- Mayfield, Wisconsin Mayfield, Wisconsin
- Coordinates: 43°19′45″N 88°11′48″W﻿ / ﻿43.32917°N 88.19667°W
- Country: United States
- State: Wisconsin
- County: Washington
- Elevation: 942 ft (287 m)
- Time zone: UTC-6 (Central (CST))
- • Summer (DST): UTC-5 (CDT)
- Postal code: 53037
- Area code: 262
- GNIS feature ID: 1569145

= Mayfield, Wisconsin =

Mayfield is an unincorporated community in the Town of Polk in Washington County, Wisconsin, United States. It is west of Jackson and east of Slinger and lies to the northwest of the intersection of Wisconsin Highway 60 and U.S. Route 45.

==History==
Mayfield was settled and platted in 1852 by Andreas Reiderer, an immigrant from Switzerland, who named it after the Swiss town of Maienfeld. Reiderer built a sawmill along the Cedar Creek. The area was also called for Katzbach for a short time, after Joseph Katz, who built a store in the community. Mayfield received a post office in 1859, but quickly declined after the railroad stopped instead at Jackson, less than a mile to the east.

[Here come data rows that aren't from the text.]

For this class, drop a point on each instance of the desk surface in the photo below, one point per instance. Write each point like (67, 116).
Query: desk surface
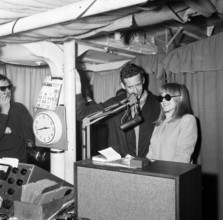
(156, 168)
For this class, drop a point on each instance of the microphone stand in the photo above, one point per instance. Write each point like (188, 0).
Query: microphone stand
(93, 118)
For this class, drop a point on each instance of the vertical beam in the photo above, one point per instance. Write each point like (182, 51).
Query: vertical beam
(70, 104)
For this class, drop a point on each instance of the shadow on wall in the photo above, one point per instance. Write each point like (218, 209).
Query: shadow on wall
(197, 148)
(209, 197)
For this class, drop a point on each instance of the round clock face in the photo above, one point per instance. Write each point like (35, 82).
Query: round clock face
(47, 127)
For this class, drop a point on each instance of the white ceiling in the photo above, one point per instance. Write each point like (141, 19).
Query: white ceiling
(142, 27)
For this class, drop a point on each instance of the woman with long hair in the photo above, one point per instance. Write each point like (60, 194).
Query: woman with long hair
(175, 134)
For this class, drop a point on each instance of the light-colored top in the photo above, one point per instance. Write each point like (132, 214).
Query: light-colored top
(174, 141)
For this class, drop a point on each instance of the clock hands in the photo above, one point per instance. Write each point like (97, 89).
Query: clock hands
(42, 128)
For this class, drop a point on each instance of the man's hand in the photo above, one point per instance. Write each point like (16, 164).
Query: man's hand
(78, 82)
(5, 103)
(132, 99)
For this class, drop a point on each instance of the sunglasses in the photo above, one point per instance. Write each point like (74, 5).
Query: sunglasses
(167, 97)
(3, 88)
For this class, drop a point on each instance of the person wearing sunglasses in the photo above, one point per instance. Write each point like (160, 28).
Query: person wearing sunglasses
(175, 134)
(15, 124)
(129, 130)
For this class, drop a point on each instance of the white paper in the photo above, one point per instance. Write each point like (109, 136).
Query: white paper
(14, 162)
(110, 154)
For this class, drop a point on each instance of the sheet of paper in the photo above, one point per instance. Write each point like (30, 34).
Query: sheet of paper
(110, 154)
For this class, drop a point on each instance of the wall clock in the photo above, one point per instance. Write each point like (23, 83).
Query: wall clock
(49, 128)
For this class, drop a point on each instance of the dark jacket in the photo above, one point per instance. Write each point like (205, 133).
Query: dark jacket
(124, 142)
(20, 122)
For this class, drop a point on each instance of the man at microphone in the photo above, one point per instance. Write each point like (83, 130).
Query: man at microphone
(129, 130)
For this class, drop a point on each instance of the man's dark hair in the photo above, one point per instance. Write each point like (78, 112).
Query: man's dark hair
(130, 70)
(4, 78)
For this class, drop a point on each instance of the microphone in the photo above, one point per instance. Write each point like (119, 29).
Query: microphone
(133, 121)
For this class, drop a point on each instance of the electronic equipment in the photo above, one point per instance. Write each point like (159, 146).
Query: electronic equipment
(13, 178)
(162, 190)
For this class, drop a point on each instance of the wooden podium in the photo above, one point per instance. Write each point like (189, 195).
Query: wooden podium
(162, 190)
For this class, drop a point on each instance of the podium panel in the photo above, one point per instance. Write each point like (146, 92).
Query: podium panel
(162, 191)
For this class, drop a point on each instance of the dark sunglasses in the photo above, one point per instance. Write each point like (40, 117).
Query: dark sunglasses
(167, 97)
(3, 88)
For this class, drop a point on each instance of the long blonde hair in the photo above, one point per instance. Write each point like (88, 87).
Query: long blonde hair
(182, 101)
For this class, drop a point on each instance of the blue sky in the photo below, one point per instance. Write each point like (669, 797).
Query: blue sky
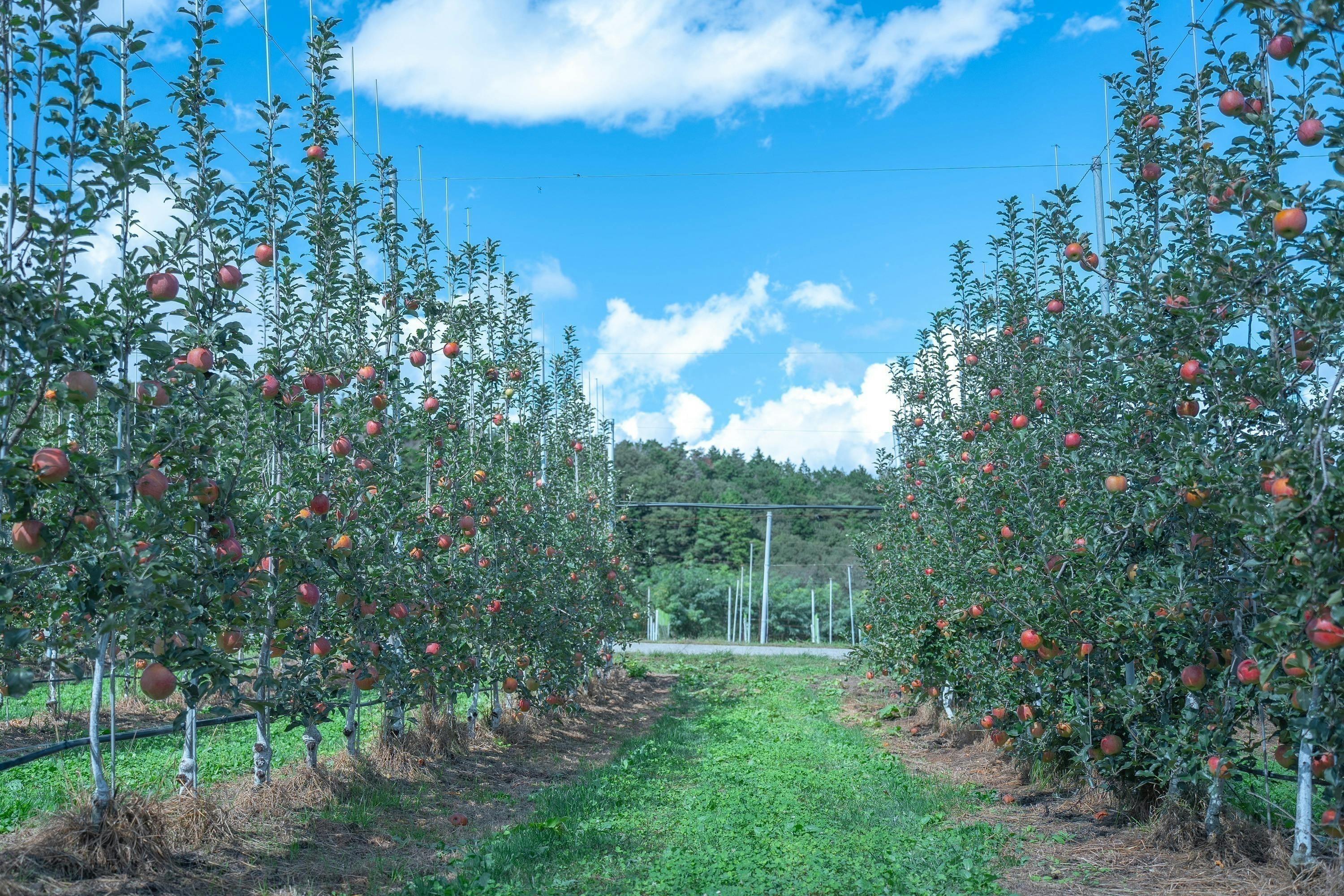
(741, 311)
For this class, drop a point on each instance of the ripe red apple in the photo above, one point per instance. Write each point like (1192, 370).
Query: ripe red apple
(27, 536)
(1311, 132)
(1248, 672)
(162, 285)
(52, 465)
(308, 594)
(1291, 224)
(230, 277)
(81, 388)
(205, 492)
(158, 681)
(1324, 633)
(1194, 677)
(1232, 103)
(152, 485)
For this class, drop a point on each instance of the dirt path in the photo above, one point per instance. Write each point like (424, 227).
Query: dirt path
(392, 821)
(1073, 840)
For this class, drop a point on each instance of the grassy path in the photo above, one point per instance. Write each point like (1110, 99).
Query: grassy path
(748, 786)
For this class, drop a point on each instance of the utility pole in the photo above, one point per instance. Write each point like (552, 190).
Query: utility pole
(750, 597)
(765, 579)
(1101, 236)
(849, 574)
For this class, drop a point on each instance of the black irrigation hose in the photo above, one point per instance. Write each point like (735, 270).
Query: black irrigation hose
(49, 750)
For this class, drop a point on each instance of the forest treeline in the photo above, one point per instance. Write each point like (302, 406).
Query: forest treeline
(693, 556)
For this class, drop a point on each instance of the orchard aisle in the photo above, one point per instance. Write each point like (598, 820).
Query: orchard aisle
(748, 785)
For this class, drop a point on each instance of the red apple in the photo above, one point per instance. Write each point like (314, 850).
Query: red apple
(1232, 103)
(52, 465)
(152, 485)
(230, 277)
(162, 285)
(27, 536)
(1291, 224)
(158, 681)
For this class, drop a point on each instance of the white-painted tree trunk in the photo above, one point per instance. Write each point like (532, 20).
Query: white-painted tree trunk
(312, 739)
(187, 767)
(263, 751)
(472, 710)
(351, 730)
(101, 790)
(1303, 823)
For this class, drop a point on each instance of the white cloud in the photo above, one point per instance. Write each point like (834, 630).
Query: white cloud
(686, 417)
(822, 365)
(820, 297)
(636, 353)
(648, 64)
(690, 416)
(1081, 26)
(827, 426)
(546, 280)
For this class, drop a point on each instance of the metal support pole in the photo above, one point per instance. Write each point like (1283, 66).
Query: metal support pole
(1101, 236)
(849, 574)
(765, 579)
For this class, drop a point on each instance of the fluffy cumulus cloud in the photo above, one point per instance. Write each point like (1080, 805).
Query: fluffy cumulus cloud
(826, 426)
(648, 64)
(546, 280)
(686, 417)
(636, 353)
(1081, 26)
(820, 297)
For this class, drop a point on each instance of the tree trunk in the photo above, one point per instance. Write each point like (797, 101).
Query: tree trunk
(101, 790)
(1303, 824)
(351, 730)
(263, 751)
(472, 710)
(187, 767)
(312, 738)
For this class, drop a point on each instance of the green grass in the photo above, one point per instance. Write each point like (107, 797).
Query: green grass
(748, 785)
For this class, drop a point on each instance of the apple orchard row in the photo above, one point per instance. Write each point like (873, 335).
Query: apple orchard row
(342, 465)
(1112, 528)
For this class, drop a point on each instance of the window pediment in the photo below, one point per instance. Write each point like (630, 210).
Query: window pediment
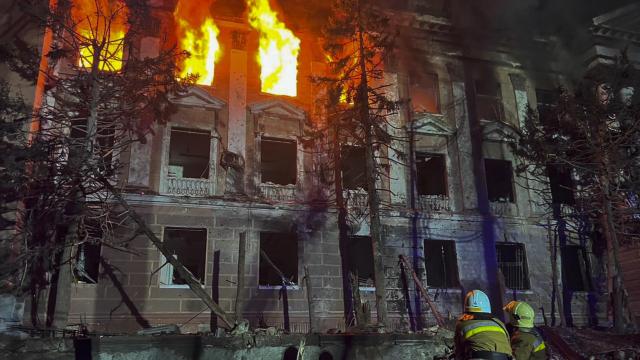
(198, 98)
(278, 109)
(499, 131)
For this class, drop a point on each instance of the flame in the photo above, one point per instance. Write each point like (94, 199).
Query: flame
(278, 50)
(198, 35)
(100, 25)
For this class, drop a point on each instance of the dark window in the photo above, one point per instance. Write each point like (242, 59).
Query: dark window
(499, 180)
(489, 100)
(282, 250)
(546, 101)
(189, 246)
(432, 174)
(513, 265)
(575, 268)
(353, 168)
(189, 152)
(360, 252)
(441, 263)
(561, 185)
(278, 161)
(423, 91)
(87, 267)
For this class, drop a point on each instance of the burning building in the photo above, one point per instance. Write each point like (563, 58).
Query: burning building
(230, 176)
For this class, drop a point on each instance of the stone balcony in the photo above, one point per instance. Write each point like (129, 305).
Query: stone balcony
(434, 203)
(503, 208)
(356, 198)
(277, 192)
(188, 186)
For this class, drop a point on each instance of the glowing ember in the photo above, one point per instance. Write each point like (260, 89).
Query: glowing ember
(198, 35)
(101, 26)
(278, 50)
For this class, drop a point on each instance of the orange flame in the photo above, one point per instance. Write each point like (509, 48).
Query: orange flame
(198, 35)
(278, 50)
(101, 26)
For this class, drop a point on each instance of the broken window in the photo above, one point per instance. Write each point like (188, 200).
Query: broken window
(546, 101)
(353, 168)
(104, 143)
(282, 251)
(432, 174)
(87, 267)
(499, 180)
(360, 253)
(189, 246)
(189, 153)
(489, 100)
(513, 265)
(278, 161)
(423, 91)
(575, 270)
(561, 184)
(441, 263)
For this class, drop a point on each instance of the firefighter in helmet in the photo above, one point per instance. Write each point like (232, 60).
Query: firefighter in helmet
(526, 340)
(478, 334)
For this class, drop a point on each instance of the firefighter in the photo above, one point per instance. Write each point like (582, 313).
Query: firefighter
(478, 334)
(526, 340)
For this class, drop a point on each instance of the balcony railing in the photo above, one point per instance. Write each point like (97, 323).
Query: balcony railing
(276, 192)
(503, 208)
(434, 203)
(356, 198)
(188, 186)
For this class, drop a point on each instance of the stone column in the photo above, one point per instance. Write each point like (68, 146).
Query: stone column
(463, 139)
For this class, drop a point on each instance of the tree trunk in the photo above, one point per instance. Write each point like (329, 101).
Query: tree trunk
(374, 199)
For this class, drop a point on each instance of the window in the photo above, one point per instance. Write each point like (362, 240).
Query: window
(278, 161)
(189, 246)
(353, 168)
(423, 91)
(561, 185)
(189, 152)
(499, 180)
(360, 253)
(441, 263)
(489, 100)
(513, 265)
(575, 270)
(546, 100)
(432, 174)
(282, 250)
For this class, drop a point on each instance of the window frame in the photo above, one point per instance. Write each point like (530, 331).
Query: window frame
(524, 268)
(165, 277)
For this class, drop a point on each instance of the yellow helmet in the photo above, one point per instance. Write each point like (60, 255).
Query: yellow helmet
(520, 313)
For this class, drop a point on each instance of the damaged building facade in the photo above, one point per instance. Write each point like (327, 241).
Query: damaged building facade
(232, 163)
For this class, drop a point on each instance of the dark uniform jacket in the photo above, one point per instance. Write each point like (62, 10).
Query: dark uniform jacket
(480, 332)
(527, 344)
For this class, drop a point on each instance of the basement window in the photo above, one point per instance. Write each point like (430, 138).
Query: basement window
(561, 184)
(282, 250)
(353, 168)
(546, 101)
(189, 153)
(189, 246)
(278, 161)
(87, 269)
(489, 100)
(423, 91)
(441, 264)
(575, 268)
(432, 174)
(499, 175)
(360, 255)
(513, 265)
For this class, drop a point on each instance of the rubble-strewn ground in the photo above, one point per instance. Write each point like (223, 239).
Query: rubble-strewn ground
(583, 343)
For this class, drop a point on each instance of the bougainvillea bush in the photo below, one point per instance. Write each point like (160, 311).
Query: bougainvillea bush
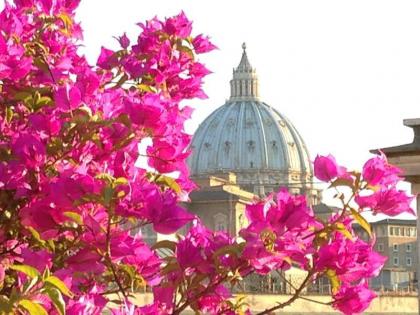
(72, 200)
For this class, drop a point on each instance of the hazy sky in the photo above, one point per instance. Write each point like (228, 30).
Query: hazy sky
(346, 73)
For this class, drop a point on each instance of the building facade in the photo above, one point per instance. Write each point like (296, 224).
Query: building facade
(251, 139)
(395, 239)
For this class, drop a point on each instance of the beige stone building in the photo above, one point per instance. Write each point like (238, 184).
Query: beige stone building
(395, 239)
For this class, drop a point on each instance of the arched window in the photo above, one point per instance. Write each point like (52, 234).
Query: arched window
(220, 222)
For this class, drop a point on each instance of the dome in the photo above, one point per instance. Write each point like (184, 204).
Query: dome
(251, 139)
(245, 135)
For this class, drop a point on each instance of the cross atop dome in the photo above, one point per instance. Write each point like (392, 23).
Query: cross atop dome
(244, 84)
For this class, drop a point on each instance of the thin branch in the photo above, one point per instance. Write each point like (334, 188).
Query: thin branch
(291, 300)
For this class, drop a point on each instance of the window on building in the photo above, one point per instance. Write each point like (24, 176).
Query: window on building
(220, 222)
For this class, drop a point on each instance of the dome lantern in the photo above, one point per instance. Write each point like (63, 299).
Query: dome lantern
(244, 84)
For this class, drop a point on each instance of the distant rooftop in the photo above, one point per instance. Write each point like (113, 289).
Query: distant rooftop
(395, 222)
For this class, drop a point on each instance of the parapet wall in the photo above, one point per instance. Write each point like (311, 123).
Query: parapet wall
(384, 305)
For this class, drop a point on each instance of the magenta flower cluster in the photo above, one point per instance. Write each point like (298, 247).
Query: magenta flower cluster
(73, 203)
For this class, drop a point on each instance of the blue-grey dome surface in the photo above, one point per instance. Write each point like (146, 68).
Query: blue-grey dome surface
(247, 135)
(251, 139)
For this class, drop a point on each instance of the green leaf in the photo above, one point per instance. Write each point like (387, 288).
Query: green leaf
(5, 305)
(108, 194)
(60, 285)
(30, 271)
(169, 182)
(36, 235)
(342, 182)
(9, 114)
(362, 221)
(121, 181)
(340, 227)
(57, 299)
(165, 244)
(74, 216)
(66, 21)
(335, 282)
(33, 308)
(146, 88)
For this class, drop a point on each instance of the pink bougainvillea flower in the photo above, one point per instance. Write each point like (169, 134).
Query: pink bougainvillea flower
(202, 44)
(353, 300)
(377, 171)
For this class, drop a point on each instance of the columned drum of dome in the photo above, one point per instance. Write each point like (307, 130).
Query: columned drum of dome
(248, 137)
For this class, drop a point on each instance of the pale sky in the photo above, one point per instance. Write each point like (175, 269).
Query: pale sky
(346, 73)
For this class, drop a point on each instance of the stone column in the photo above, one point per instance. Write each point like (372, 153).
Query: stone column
(415, 189)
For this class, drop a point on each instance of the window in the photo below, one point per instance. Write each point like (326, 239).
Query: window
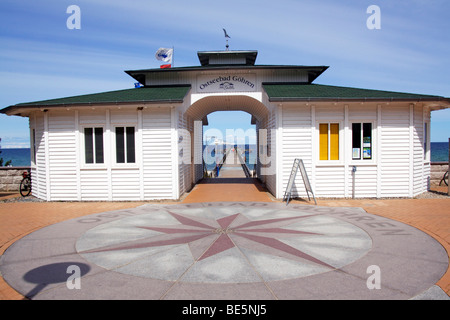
(329, 141)
(93, 145)
(125, 149)
(362, 141)
(425, 141)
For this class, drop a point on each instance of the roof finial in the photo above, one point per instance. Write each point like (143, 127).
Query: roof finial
(226, 36)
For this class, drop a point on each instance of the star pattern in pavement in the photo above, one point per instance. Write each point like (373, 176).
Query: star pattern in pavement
(208, 237)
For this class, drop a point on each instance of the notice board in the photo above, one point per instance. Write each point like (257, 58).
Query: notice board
(298, 165)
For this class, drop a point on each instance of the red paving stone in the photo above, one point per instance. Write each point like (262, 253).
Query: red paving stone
(18, 219)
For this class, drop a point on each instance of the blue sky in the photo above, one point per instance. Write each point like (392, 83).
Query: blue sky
(40, 58)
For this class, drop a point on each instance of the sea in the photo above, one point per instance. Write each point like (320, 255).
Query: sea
(21, 157)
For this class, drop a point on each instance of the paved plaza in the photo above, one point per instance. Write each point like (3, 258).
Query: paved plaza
(227, 250)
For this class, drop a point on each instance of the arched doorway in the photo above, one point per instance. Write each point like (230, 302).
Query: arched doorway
(195, 117)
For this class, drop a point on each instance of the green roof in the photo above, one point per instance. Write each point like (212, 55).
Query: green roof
(166, 94)
(307, 92)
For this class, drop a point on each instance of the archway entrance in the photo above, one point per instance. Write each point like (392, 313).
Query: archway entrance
(261, 120)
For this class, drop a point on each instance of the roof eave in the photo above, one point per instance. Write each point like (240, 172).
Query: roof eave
(17, 110)
(367, 99)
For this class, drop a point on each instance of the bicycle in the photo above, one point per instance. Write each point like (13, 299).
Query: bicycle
(444, 178)
(25, 184)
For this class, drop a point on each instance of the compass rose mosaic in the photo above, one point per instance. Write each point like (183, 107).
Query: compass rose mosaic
(224, 244)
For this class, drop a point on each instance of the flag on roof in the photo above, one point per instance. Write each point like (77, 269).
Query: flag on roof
(164, 54)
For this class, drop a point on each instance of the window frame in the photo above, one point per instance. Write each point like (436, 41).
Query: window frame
(95, 164)
(426, 142)
(373, 133)
(341, 155)
(124, 164)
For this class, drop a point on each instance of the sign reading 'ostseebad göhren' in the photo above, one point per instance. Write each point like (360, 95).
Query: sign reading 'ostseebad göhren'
(226, 83)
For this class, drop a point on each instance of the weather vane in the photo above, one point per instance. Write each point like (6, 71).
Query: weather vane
(226, 37)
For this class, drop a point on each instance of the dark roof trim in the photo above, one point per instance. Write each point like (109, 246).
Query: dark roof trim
(287, 92)
(118, 97)
(313, 73)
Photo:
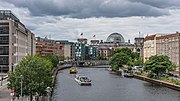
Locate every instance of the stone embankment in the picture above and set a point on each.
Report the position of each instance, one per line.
(159, 82)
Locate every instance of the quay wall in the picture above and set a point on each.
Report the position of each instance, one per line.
(166, 84)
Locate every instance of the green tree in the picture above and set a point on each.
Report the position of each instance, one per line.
(134, 57)
(118, 60)
(53, 58)
(126, 51)
(36, 73)
(158, 65)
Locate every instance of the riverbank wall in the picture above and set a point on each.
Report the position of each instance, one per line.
(165, 84)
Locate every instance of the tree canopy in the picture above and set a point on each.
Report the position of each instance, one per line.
(125, 56)
(158, 65)
(53, 58)
(36, 72)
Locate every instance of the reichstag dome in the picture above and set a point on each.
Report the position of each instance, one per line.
(115, 38)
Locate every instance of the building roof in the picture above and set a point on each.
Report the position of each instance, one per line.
(115, 38)
(168, 36)
(151, 37)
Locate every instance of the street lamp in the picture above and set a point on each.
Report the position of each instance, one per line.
(1, 76)
(21, 76)
(48, 89)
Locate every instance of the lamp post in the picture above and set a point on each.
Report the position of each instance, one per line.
(1, 76)
(48, 89)
(21, 76)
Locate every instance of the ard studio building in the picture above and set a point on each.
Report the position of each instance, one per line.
(16, 41)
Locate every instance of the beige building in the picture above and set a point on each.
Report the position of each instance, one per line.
(149, 46)
(169, 45)
(16, 41)
(69, 51)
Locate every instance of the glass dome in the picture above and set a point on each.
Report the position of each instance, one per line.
(115, 38)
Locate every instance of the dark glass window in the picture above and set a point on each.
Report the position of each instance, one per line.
(4, 30)
(4, 60)
(4, 50)
(4, 39)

===Lady Antebellum concert===
On October 21, 2010, Mayfield made news when country music group Lady Antebellum performed a free concert at a Mobil station in the community. The concert was an attempt to make amends for comments the group had made in an interview with Entertainment Weekly about a performance they had held in nearby Slinger before their rise to fame. Charles Kelley, a member of the group, stated that the comments were taken out of context and that the magazine neglected to print that they had said the performance in Slinger was "a lot of fun".

==Notable people==
- George W. Koch, Wisconsin State Assemblyman, farmer, and businessman, was born in Mayfield.